I wrote recently about a friend building sophisticated automation. He keeps pushing human involvement to higher levels of abstraction rather than eliminating it. What he doesn't seem to get is that by raising the level of abstraction, you change problems from small localized issues to entire classes of problems. You embed assumptions into a higher abstraction layer that propagate everywhere.

An agent working for no one isn't working. It's processing. The spec, the acceptance criteria, the definition of done: these are all relational artifacts. They encode what someone wants. Remove the "for whom" and you don't just strip meaning. You strip coherence.

Correctness itself is relational. Correct according to whom? Useful for whom? Done for whom?

This is why my Intelligence Augmentation framework isn't a safety constraint on automation. It's the anti-drift mechanism. Humanity is the tether that keeps software from floating into irrelevance. Without it, you don't have work. You have processing. And processing without relationship is just heat dissipation.

Autonomous AI isn't just undesirable. It's not even a coherent goal.

What the Screen Showed

Standing on that manufacturing floor, watching the kanban board update in real time as guys dragged cards on their iPads, I felt something I didn't expect.
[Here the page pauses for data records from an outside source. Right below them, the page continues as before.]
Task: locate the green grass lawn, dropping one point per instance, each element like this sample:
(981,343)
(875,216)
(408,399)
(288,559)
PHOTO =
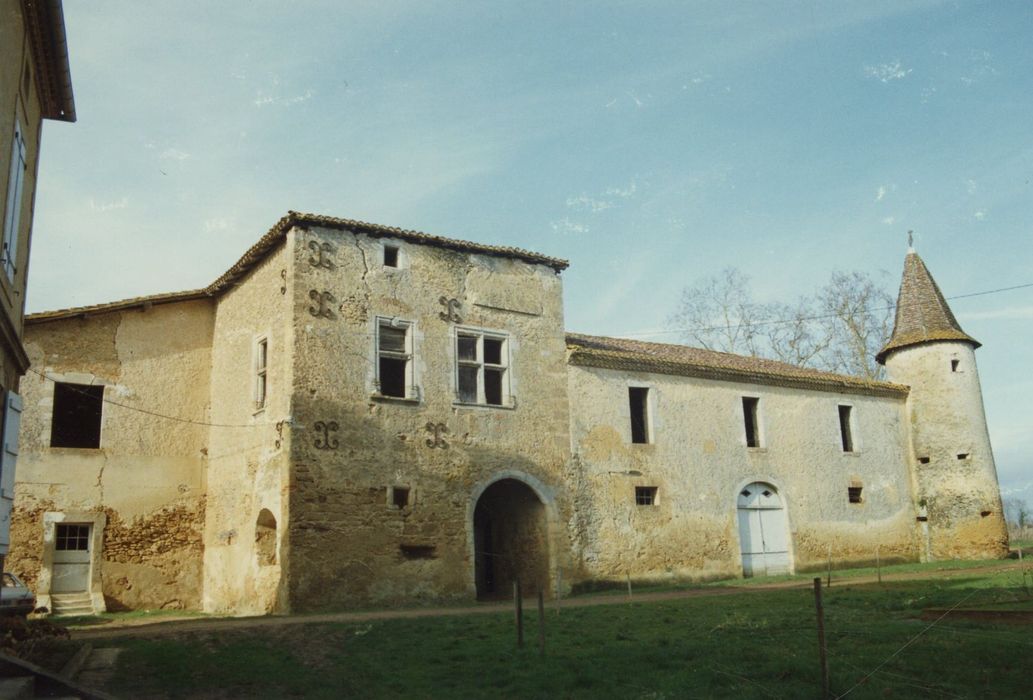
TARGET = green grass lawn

I'd been nervous. These were people I'd affected for two years without ever seeing. Some of them probably cursed my name when something broke. And here I was, not looking like what they expected. No MacBook and matcha. Just a plaid shirt and jeans. Looking kind of like them.

I think that disarmed people a little. They expected a tech guy. They got someone who looked blue collar.

And the reaction was all positive. Nobody had complaints. Everyone was grateful. It felt good. Really good.

The big screen TV is still there. Still showing the kanban board. Still updating in real time when someone drags a card on their iPad.

But it's different now. For two years, I was writing software for strangers. Now I can see their faces when I write a feature. I know the IT manager's health is better because he's not correcting 15 records a day. I know the guys on the floor appreciate that we listen to their feedback.

The work was always for them. The relationship was always there. I just couldn't see it.

Software for strangers became infrastructure for friends. That's what the screen showed me.